Stadion itu direncanakan berdiri megah di kawasan Agropolitan Center, Kecamatan Muara Beliti, di atas lahan hibah seluas kurang lebih 60 hektar yang telah disiapkan pemerintah daerah sejak lama. Namun alih-alih dana CSR terealisasi, justru mencuat penggunaan dana dari Anggaran Pendapatan dan Belanja Daerah (APBD) sebesar Rp 4,7 miliar.
Pada Juli 2019, melalui Dinas Pemuda dan Olahraga (Dispora), Pemkab Musi Rawas menganggarkan pengadaan bangunan gedung tempat olahraga – yang disebut mencakup pembangunan lapangan sepak bola dan sarana pendukungnya – senilai Rp 4,7 miliar.

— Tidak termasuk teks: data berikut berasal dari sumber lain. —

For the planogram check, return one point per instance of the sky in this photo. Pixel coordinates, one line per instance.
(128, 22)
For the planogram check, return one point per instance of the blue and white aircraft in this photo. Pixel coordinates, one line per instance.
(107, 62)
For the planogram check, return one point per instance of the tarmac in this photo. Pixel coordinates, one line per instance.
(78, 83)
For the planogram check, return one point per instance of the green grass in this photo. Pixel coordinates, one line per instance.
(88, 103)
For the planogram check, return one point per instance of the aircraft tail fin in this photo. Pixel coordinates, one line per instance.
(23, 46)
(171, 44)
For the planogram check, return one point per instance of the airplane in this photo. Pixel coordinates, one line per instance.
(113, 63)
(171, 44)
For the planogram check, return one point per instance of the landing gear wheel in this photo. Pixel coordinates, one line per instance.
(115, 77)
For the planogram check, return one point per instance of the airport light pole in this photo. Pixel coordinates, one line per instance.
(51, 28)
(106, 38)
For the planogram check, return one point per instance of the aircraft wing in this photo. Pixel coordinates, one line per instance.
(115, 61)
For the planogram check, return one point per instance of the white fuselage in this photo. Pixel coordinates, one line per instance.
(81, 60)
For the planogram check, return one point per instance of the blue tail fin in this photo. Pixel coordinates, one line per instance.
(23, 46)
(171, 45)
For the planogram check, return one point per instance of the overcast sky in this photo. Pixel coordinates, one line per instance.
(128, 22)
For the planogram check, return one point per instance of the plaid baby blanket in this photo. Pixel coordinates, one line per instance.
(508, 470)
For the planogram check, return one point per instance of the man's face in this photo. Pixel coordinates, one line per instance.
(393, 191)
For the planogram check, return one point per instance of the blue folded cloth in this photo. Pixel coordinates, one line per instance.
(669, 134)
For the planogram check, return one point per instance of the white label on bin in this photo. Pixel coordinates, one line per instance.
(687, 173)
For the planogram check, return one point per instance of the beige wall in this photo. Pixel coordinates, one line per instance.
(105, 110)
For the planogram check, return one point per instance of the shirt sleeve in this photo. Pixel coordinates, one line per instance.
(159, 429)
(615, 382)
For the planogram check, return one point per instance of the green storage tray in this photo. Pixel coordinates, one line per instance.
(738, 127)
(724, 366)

Proyek ini kemudian dimenangkan oleh CV. Alki Karya setelah melalui proses tender ulang, karena sebelumnya 18 perusahaan peserta dinyatakan tidak memenuhi syarat administrasi.

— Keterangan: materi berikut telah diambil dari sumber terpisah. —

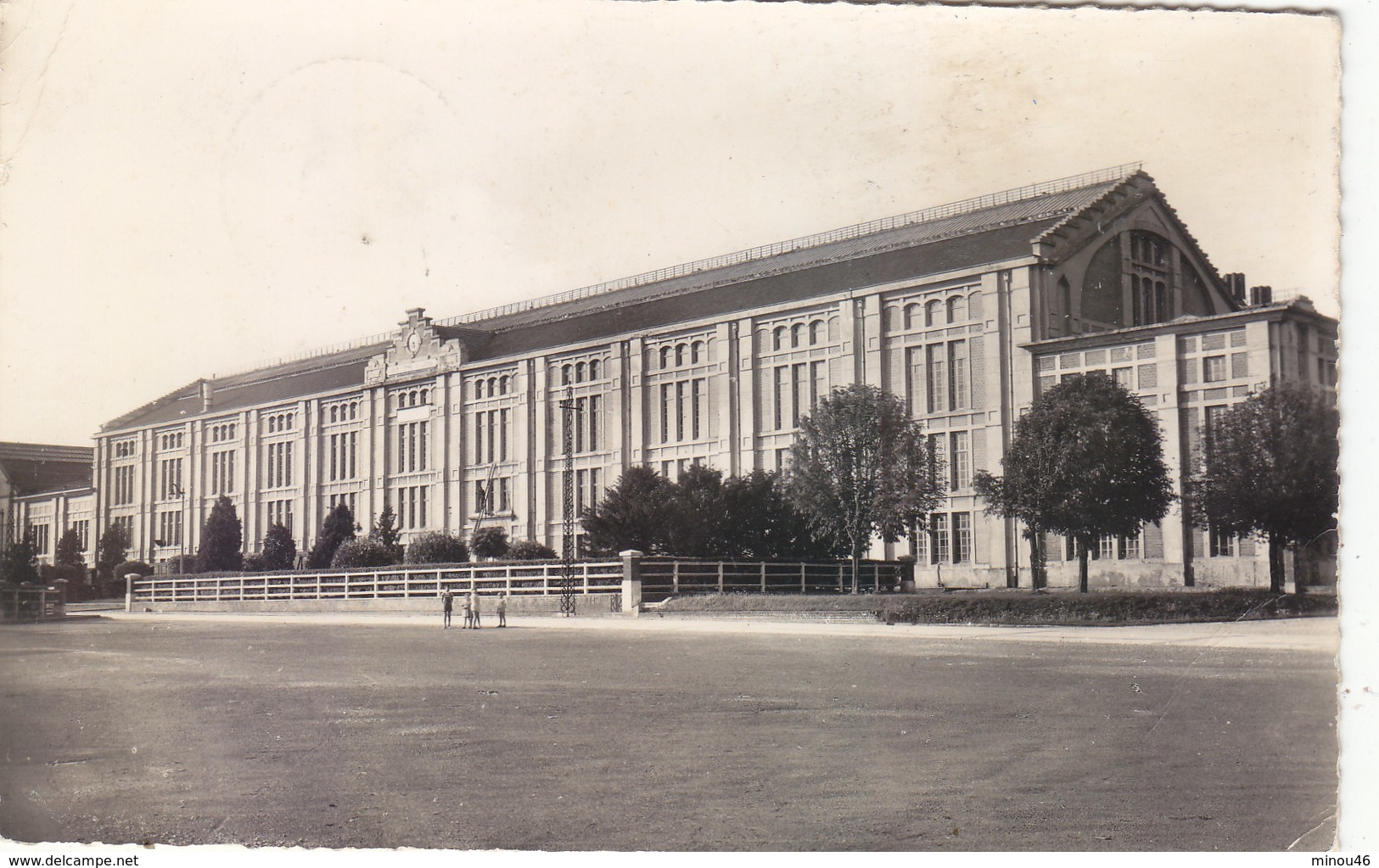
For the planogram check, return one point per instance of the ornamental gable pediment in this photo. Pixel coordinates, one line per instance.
(418, 350)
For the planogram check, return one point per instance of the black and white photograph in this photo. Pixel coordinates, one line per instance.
(610, 428)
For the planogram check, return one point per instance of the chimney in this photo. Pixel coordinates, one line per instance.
(1236, 285)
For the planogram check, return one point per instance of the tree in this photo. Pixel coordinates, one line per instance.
(860, 468)
(1087, 461)
(529, 550)
(338, 528)
(1270, 468)
(697, 512)
(763, 524)
(109, 552)
(490, 541)
(21, 561)
(279, 547)
(632, 514)
(222, 540)
(437, 547)
(362, 552)
(385, 532)
(70, 550)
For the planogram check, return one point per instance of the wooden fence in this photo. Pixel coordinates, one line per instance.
(415, 582)
(664, 578)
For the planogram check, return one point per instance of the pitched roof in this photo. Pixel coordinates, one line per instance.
(44, 468)
(992, 227)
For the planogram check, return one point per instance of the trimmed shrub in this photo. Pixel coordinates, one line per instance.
(132, 567)
(437, 547)
(530, 550)
(490, 543)
(362, 552)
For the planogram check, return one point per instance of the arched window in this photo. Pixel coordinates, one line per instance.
(957, 309)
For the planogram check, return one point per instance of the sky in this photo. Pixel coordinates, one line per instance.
(193, 189)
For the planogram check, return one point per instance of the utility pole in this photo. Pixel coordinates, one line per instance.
(569, 411)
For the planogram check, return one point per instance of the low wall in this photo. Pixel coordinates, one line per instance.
(591, 604)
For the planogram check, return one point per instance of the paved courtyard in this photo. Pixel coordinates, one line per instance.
(344, 732)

Namun, yang menjadi pertanyaan publik: kemana arah sebenarnya dana CSR Rp 9,5 miliar yang pernah diumbar? Jika dana tersebut belum masuk, mengapa pemerintah buru-buru mengalokasikan APBD? Adakah tumpang tindih anggaran atau malah permainan nomenklatur proyek?
Apalagi, hingga kini tidak ada penjelasan gamblang dari Pemkab Musi Rawas terkait peruntukan pasti dana Rp 4,7 miliar. Apakah untuk tahap awal pembangunan stadion, seperti land clearing dan pematangan lahan, atau justru sudah termasuk pembangunan struktur utama?
Transparansi menjadi tuntutan mutlak. Publik berhak tahu: jika pembangunan dilakukan bertahap, maka seyogianya ada roadmap yang jelas dan terpublikasi. Bila tidak, penggunaan dana APBD ini bisa memantik dugaan pemborosan, bahkan potensi penyimpangan.
Tak hanya itu, mencuat pula dugaan keterlibatan rangkap jabatan seorang oknum anggota Kelompok Kerja (Pokja) ULP yang merangkap sebagai Pejabat Pembuat Komitmen (PPK). Jika benar, maka hal ini sangat rawan konflik kepentingan, dan bisa melanggar prinsip tata kelola proyek yang baik.
Pertanyaan mendesak: Apakah dualisme peran ini dibenarkan menurut regulasi pengadaan barang dan jasa pemerintah? Jika tidak, publik berhak mendesak aparat pengawas internal maupun penegak hukum untuk turun tangan.
Janji stadion internasional boleh menggiurkan, namun tanpa transparansi dan akuntabilitas, proyek ini bisa berujung pada bangunan mangkrak – atau lebih buruk lagi, skandal anggaran.